Patrick Huber, "Austrian Wings-Inventar" und Autor des Buches "Lauda Air NG 004: Der letzte Flug der Mozart - Österreichs größte Luftfahrtkatastrophe": "Das Jahr 1991 ging als das finsterste in die Annalen der österreichischen Luftfahrtgeschichte ein. Denn am 26. Mai des "Mozart-Jahres" (200. Todestag des großen Komponisten) stürzte der Lauda Air Flug NG 004 kurz nach dem Start in Bangkok auf dem Weg nach Wien ab - alle 213 Passagiere und 10 Besatzungsmitglieder fanden dabei den Tod. 27 von ihnen ruhen bis heute in einem Gemeinschaftsgrab in Thailand, weil sie nicht mehr identifiziert werden konnten Als unmittelbare Ursache des Absturzes stellten die Ermittler der thailändischen Untersuchungskommission einen Defekt an der Schubumkehr fest.
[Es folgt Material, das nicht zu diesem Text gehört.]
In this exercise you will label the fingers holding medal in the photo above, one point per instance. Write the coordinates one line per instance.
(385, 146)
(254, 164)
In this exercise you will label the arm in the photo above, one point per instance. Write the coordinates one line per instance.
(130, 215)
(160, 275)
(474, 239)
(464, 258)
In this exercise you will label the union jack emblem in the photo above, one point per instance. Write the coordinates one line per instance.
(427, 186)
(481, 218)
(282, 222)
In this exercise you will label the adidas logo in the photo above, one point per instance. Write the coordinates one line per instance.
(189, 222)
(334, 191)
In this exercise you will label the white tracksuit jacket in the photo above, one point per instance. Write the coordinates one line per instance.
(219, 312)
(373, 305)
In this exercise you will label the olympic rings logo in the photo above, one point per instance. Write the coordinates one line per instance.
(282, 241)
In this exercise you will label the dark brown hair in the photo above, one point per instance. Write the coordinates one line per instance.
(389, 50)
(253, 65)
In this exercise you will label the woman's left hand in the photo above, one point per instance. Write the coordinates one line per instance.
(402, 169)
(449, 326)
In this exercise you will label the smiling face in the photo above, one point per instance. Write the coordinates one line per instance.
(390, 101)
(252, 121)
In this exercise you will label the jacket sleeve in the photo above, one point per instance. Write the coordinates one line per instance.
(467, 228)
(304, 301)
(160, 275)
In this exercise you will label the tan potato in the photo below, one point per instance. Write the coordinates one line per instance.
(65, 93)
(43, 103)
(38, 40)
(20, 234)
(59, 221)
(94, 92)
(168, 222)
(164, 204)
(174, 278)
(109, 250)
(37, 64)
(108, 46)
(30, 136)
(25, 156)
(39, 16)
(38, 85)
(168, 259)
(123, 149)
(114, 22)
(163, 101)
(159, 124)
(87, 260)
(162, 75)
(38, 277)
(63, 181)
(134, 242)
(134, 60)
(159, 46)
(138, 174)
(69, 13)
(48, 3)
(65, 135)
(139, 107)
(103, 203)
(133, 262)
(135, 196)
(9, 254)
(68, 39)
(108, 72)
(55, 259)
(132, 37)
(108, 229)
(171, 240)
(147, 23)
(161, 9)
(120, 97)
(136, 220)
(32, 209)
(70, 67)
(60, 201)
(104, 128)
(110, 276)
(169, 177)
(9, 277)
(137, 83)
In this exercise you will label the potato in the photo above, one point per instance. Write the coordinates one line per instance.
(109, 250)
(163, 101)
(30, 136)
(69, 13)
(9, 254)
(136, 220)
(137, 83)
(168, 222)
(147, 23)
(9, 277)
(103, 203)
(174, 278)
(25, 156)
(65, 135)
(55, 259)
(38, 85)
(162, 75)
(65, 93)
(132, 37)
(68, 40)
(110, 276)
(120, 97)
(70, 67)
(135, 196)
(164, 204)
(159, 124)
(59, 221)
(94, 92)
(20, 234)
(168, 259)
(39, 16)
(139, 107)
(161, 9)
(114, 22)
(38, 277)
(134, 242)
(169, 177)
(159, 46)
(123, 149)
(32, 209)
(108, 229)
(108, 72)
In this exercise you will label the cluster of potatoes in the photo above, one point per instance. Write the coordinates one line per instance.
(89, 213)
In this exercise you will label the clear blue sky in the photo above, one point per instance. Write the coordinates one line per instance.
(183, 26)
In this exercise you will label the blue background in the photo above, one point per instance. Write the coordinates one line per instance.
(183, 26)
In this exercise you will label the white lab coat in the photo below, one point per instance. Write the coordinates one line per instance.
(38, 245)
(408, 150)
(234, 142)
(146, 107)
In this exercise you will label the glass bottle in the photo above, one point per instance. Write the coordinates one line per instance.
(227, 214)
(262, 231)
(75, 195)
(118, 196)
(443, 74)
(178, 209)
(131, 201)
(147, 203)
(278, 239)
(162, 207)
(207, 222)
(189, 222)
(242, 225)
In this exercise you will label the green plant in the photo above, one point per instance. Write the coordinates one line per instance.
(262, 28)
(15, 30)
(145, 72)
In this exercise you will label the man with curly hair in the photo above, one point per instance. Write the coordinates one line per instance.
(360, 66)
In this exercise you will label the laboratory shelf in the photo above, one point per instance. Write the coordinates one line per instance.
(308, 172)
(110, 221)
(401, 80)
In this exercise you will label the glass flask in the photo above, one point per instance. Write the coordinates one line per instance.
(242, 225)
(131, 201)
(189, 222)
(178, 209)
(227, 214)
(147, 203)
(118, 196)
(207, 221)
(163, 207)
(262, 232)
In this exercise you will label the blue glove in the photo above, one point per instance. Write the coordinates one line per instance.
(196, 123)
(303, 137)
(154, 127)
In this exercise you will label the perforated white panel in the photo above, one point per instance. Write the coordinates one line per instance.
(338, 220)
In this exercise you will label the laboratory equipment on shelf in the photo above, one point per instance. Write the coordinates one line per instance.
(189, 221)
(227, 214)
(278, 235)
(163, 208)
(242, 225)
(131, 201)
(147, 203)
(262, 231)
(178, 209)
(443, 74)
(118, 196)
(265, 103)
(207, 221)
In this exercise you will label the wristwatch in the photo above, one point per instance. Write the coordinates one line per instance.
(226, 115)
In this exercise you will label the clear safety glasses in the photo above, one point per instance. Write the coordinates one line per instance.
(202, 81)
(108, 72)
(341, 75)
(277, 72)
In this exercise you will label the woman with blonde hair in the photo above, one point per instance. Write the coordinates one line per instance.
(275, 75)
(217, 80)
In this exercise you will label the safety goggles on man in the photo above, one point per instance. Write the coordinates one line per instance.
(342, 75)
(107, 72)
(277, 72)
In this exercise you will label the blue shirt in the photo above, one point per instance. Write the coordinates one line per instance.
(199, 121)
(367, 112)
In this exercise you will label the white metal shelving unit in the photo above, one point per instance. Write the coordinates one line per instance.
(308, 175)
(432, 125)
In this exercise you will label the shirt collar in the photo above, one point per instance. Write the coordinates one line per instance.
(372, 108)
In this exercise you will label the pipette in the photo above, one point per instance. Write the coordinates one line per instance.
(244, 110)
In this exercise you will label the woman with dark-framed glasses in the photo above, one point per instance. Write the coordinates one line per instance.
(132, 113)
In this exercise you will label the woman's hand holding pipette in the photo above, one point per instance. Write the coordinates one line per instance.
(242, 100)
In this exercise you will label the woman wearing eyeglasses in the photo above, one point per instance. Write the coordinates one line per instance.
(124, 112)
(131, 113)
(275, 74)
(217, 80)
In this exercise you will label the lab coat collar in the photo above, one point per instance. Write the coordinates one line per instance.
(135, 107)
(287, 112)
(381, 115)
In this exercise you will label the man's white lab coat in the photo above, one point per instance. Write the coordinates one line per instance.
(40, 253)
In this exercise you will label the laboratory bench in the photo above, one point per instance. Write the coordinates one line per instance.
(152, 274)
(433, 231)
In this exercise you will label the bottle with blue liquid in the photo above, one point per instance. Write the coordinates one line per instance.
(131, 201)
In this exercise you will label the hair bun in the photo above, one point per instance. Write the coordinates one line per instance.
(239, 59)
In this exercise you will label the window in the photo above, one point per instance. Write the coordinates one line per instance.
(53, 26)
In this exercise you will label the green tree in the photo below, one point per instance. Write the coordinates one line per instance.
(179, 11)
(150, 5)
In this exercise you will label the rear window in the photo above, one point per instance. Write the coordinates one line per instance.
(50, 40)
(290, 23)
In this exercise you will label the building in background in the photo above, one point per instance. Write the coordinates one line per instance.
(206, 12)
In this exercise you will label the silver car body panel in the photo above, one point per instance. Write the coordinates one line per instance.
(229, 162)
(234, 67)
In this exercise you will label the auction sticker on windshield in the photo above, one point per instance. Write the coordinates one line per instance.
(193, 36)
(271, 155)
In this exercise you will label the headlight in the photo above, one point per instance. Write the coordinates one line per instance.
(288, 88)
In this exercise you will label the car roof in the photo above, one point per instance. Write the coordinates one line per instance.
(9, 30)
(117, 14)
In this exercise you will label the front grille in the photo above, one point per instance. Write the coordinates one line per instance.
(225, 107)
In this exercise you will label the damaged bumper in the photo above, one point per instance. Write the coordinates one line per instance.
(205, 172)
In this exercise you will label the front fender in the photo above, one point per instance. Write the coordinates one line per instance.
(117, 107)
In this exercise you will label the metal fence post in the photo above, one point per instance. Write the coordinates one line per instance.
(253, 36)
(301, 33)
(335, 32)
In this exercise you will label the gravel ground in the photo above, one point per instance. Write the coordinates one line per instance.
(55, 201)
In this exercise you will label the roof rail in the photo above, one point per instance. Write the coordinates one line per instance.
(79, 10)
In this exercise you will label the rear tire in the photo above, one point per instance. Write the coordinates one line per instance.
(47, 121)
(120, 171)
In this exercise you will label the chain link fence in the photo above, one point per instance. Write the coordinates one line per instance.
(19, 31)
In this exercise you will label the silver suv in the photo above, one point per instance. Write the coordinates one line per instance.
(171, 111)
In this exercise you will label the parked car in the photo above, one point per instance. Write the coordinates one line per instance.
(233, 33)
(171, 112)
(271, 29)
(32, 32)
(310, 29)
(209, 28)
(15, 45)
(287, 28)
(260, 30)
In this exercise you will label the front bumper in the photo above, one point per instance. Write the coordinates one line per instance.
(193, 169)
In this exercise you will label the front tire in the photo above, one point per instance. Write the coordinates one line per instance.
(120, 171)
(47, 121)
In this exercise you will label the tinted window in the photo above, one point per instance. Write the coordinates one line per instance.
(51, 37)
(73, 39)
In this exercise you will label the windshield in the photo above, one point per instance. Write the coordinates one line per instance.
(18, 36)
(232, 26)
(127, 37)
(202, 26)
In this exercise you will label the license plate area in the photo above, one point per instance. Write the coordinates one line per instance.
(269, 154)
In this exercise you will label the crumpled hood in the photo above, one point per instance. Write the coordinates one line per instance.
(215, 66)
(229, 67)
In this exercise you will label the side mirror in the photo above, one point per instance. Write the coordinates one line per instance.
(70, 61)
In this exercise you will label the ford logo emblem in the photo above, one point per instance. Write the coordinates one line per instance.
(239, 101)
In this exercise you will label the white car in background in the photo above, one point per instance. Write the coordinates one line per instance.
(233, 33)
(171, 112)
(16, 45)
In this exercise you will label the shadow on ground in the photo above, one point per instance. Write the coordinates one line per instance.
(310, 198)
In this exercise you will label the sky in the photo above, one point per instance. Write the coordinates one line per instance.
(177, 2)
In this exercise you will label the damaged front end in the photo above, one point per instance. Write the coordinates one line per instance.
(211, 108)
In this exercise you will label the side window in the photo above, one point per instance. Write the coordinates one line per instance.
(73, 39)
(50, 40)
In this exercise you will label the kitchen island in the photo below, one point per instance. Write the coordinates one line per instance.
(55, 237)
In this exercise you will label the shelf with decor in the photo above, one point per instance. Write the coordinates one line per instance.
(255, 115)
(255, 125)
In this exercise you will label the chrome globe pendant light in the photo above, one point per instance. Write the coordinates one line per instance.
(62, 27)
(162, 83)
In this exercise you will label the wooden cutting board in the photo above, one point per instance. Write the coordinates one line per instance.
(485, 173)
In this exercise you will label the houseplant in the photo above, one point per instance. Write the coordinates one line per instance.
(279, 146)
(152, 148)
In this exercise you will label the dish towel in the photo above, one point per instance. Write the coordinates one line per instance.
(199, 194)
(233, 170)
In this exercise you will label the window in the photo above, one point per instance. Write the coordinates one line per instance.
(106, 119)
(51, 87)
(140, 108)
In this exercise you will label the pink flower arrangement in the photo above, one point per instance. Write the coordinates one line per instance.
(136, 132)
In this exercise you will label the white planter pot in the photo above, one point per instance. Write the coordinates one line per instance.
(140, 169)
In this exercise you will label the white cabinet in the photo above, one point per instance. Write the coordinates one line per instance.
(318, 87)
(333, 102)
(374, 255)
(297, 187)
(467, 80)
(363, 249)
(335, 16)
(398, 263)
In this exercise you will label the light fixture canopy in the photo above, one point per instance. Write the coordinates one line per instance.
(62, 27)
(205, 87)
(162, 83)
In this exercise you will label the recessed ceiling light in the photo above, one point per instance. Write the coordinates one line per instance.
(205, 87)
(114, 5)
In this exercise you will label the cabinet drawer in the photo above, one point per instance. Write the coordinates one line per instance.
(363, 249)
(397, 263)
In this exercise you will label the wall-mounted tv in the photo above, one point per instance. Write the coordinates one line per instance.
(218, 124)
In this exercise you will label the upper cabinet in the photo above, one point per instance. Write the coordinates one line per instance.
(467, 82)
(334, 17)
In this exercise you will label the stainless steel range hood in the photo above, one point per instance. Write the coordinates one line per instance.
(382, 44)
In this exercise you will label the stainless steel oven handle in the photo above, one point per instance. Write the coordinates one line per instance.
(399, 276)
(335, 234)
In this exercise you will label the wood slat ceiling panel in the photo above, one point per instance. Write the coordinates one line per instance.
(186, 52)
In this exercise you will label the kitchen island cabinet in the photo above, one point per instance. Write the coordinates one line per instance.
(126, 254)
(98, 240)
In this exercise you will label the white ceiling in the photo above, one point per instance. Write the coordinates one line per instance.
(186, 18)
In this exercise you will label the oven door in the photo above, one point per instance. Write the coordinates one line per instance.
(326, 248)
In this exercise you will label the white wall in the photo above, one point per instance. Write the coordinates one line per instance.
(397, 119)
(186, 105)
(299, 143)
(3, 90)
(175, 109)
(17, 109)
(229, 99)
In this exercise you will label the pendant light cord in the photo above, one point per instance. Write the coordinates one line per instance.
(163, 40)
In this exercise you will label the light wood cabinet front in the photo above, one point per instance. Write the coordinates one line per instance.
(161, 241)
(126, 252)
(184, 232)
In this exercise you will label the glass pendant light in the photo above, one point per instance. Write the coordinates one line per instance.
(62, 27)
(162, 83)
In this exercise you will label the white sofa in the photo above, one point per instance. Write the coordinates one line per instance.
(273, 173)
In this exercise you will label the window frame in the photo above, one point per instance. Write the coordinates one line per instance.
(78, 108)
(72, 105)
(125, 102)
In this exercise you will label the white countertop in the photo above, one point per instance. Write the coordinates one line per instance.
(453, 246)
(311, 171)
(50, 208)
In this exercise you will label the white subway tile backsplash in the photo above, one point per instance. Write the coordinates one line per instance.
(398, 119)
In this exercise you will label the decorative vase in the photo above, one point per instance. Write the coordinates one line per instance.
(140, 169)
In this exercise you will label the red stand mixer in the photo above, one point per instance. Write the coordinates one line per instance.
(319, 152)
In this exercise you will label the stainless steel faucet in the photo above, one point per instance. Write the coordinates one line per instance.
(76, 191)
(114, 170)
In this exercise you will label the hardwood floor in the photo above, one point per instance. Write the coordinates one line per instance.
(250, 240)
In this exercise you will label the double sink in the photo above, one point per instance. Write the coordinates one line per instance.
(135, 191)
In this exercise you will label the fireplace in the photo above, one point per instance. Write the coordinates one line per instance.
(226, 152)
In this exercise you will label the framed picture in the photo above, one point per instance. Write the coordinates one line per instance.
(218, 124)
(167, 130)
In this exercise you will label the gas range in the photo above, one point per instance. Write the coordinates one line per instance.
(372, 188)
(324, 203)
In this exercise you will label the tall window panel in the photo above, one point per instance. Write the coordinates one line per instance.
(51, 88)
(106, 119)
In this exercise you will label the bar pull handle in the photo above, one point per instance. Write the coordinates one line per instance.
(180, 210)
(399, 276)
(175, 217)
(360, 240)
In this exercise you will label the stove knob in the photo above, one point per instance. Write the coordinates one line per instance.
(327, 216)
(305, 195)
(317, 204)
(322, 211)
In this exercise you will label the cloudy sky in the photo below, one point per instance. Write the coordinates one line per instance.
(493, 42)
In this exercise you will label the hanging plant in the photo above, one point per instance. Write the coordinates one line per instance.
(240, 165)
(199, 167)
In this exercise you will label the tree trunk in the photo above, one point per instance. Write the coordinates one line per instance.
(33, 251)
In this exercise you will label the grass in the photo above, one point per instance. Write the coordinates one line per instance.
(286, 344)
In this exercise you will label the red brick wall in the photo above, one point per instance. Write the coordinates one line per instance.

Die Schubumkehr des linken Triebwerks hatte sich im Steigflug geöffnet und so die Boeing 767-300ER mit dem Kennzeichen OE-LAV zum Absturz gebracht. Die beiden erfahrenen Männer im Cockpit kämpften bis zuletzt, hatten aber keine Chance."
Die primäre Ursache für den Absturz war ein Konstruktionsfehler an der Schubumkehr der 767 für den Boeing die Verantwortung nahm. Juristisch traf die Lauda Air keine Schuld. Die thailändischen Unfallermittler konnten allerdings niemals feststellen, warum sich die Schubumkehr geöffnet hatte. Der österreichische Fachmann Prof. DDipl. Ing. Dr. tech. Ernst Zeibig führte im Auftrag der Staatsanwaltschaft Wien eine eigene Untersuchung durch und gelangte zu dem Schluss, dass "mit an Sicherheit grenzender Wahrscheinlichkeit" beschädigte Leitungen im Bereich des "Strut" des linken Triebwerks die Fehlfunktion der Schubumkehr ausgelöst hatten. Weiters, so der Experte, hätte die "Mozart" schon seit Jänner 1991 überhaupt nicht mehr fliegen dürfen. Lauda Air habe außerdem teils schwere Wartungsmängel zu verantworten gehabt und bei der Wartung der OE-LAV gegen Vorschriften des Herstellers Boeing verstoßen.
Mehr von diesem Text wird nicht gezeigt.